Hartson also contends on appeal the evidence was inflammatory and thus inadmissible. No objection was made at trial on that basis, and this claim of error has therefore not been preserved for appellate review. See Tex.R.App. P. 33.1. The contention of error is overruled.
The judgment is affirmed.
Notes
. Hartson's brief refers to Teresa as Patrick’s wife. The record shows that her name is Teresa Landrum.
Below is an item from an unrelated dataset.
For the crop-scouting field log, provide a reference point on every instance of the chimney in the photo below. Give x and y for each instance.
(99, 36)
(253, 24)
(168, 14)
. Newly available evidence is treated the same as newly discovered evidence.
Whitmore v. State,
. In
Ex parte Werblud,
. § 7.02. Criminal Responsibility for Conduct of Another
(a) A person is criminally responsible for an offense committed by the conduct of another if:
(1) acting with the kind of culpability required for the offense, he causes or aids an innocent or nonresponsible person to engage in conduct prohibited by the definition of the offense;
*786 (2) acting with intent to promote or assist the commission of the offense, he solicits, encourages, directs, aids, or attempts to aid the other person to commit the offense; or
(3) having a legal duty to prevent commission of the offense and acting with intent to promote or assist its commission, he fails to make a reasonable effort to prevent commission of the offense.
(b) If, in the attempt to carry out a conspiracy to commit one felony, another felony is committed by one of the conspirators, all conspirators are guilty of the felony ae-tually committed, though having no intent to commit it, if the offense was committed in furtherance of the unlawful purpose and was one that should have been anticipated as a result of the carrying out of the conspiracy.
Tex. Pen.Code Ann. § 7.02 (Vernon 1994) (Emphasis added.).
. Hartson did not object at trial that the evidence was more prejudicial than probative; thus, we need not reach the second level of analysis under Tex.R. Evid. 403.
. Evidence of other crimes, wrongs, or acts is not admissible to prove the character of a person in order to show action in conformity therewith. It may, however, be admissible for other purposes, such as proof of motive, opportunity, intent, preparation, plan, knowledge, identity, or absence of mistake or accident, provided that on timely request by the accused in a criminal case, reasonable notice is given in advance of trial of intent to introduce in the State’s case-in-chief such evidence other than that arising in the same transaction. TexR. Evid. 404(b).